Mais ceux-là aussi rencontrent un accueil favorable dans les syndicats et les congrès ouvriers, qui ne vont pas jusqu’à répudier l’action politique, premier article du dogme anarchiste. La grande majorité des ouvriers trouve très bon, au contraire, qu’il y ait des députés et des ministres tels que M. Millerand, obligés, par leur situation et leurs opinions, à soutenir les exigences ouvrières. Un fait caractéristique, lors de la dernière grève parisienne (octobre 1898), marque bien cette attitude. Aucun élu, soit du Conseil municipal, soit de la Chambre des députés, ne fut autorisé à prendre la parole dans les grandes réunions corporatives qui se tinrent à la Bourse du Travail, en vue d’étendre le mouvement gréviste[3]. On acceptait les offices, les démarches des politiciens socialistes, mais on repoussait leurs conseils. On les prend comme auxiliaires, mais on les écarte comme directeurs.

Le nombre des ouvriers de l’industrie syndiqués en France, bien qu’il s’accroisse sans cesse, n’est encore qu’à l’état embryonnaire.
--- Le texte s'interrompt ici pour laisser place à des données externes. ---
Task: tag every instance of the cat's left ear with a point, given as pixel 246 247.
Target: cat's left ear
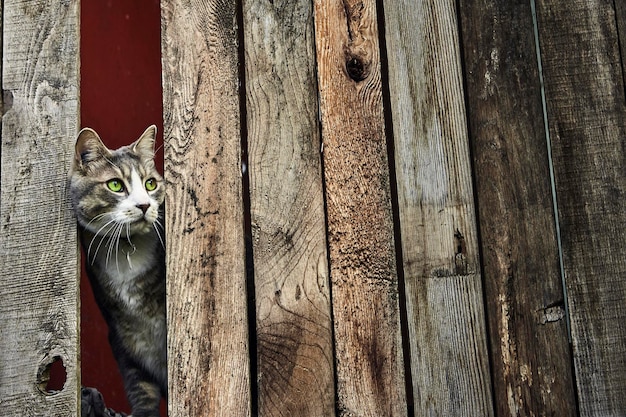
pixel 144 146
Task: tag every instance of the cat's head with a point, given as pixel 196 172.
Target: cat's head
pixel 116 192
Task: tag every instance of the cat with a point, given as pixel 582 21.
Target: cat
pixel 118 199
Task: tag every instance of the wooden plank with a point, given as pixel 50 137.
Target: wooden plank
pixel 620 15
pixel 531 361
pixel 38 245
pixel 449 359
pixel 584 87
pixel 293 319
pixel 369 360
pixel 206 286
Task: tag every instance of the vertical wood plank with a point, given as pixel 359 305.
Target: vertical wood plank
pixel 38 245
pixel 587 122
pixel 206 288
pixel 531 361
pixel 369 360
pixel 294 329
pixel 449 359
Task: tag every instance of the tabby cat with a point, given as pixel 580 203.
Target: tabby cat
pixel 118 197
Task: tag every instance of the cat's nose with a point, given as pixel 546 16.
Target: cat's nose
pixel 143 207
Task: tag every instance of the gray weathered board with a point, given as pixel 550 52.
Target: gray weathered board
pixel 293 319
pixel 38 245
pixel 448 338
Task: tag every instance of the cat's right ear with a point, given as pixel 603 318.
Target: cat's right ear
pixel 89 147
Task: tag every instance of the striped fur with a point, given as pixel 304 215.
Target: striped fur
pixel 121 233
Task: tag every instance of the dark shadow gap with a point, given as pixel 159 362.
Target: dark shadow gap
pixel 395 207
pixel 247 220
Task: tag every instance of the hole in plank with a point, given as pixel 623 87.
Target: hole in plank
pixel 52 376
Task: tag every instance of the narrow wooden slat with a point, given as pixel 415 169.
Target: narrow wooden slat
pixel 620 15
pixel 449 360
pixel 587 122
pixel 294 329
pixel 360 226
pixel 206 288
pixel 531 361
pixel 38 245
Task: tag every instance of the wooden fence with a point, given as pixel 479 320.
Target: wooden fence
pixel 429 221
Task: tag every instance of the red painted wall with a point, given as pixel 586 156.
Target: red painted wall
pixel 120 97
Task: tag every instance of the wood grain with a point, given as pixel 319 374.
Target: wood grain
pixel 294 328
pixel 449 360
pixel 368 344
pixel 38 245
pixel 584 85
pixel 206 287
pixel 531 361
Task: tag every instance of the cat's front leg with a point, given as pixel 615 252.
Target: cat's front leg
pixel 144 395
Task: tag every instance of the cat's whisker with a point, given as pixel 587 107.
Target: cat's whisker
pixel 98 217
pixel 111 225
pixel 156 226
pixel 114 241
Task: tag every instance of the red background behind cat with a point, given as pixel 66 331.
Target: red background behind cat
pixel 120 97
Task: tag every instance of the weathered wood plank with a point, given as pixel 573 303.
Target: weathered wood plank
pixel 449 359
pixel 294 329
pixel 369 359
pixel 206 287
pixel 531 362
pixel 587 122
pixel 38 245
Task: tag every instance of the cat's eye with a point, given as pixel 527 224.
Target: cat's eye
pixel 116 185
pixel 151 184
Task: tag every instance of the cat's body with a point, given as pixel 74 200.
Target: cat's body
pixel 118 196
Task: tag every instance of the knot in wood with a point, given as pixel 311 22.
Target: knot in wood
pixel 356 68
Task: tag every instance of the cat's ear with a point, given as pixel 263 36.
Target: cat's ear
pixel 144 146
pixel 89 147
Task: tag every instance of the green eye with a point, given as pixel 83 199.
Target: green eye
pixel 151 184
pixel 116 185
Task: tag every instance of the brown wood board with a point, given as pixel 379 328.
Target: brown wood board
pixel 584 87
pixel 293 318
pixel 531 362
pixel 209 371
pixel 368 344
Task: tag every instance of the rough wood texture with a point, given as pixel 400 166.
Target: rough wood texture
pixel 206 288
pixel 587 123
pixel 449 360
pixel 369 360
pixel 294 328
pixel 38 246
pixel 531 363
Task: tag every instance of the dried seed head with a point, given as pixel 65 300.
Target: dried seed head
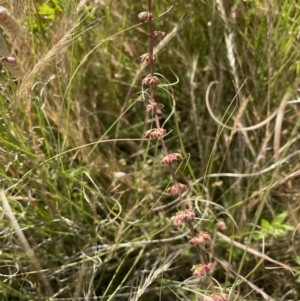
pixel 218 297
pixel 11 64
pixel 145 16
pixel 150 80
pixel 155 133
pixel 222 225
pixel 202 269
pixel 3 47
pixel 158 34
pixel 176 188
pixel 172 157
pixel 200 239
pixel 154 106
pixel 183 216
pixel 234 13
pixel 8 22
pixel 147 57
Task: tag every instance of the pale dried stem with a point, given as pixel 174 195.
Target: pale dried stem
pixel 24 243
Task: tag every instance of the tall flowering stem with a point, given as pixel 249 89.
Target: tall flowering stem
pixel 186 215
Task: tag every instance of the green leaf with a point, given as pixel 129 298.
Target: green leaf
pixel 265 224
pixel 288 227
pixel 297 260
pixel 279 219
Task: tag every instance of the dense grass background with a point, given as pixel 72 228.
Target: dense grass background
pixel 87 190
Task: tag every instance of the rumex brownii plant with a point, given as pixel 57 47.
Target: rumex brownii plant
pixel 186 214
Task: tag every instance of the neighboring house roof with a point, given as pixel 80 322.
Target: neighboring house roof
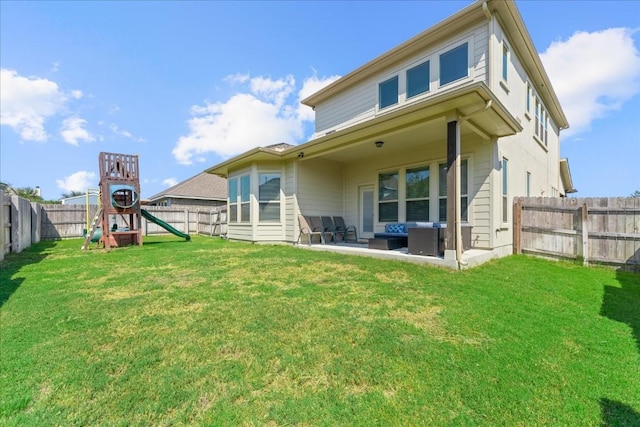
pixel 203 186
pixel 516 32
Il atteint à peine le chiffre de 500 000, un huitième de la population industrielle, et les 18 millions d’hommes qui vivent en France de l’agriculture sont tout à fait étrangers à ce mouvement[4]. Et

  1. Les Anarchistes et les Syndicats, brochure, 1898.
  2. Le « sabottage, » c’est l’art de gâcher la besogne, de ralentir le travail : sujet déjà traité dans le pamphlet de Swift sur l’Art de voler les maîtres.
  3. Voyez, dans la Revue du 15 décembre 1898, l’article de M. Le Cour Grand-maison, sur la Grève du Bâtiment.
  4. Les syndicats patronaux industriels comptaient, en 1897, 140 000 adhérens, les syndicats mixtes, de patrons et d’ouvriers, 60 000 ; les syndicats agricoles, généralement mixtes, 450 000.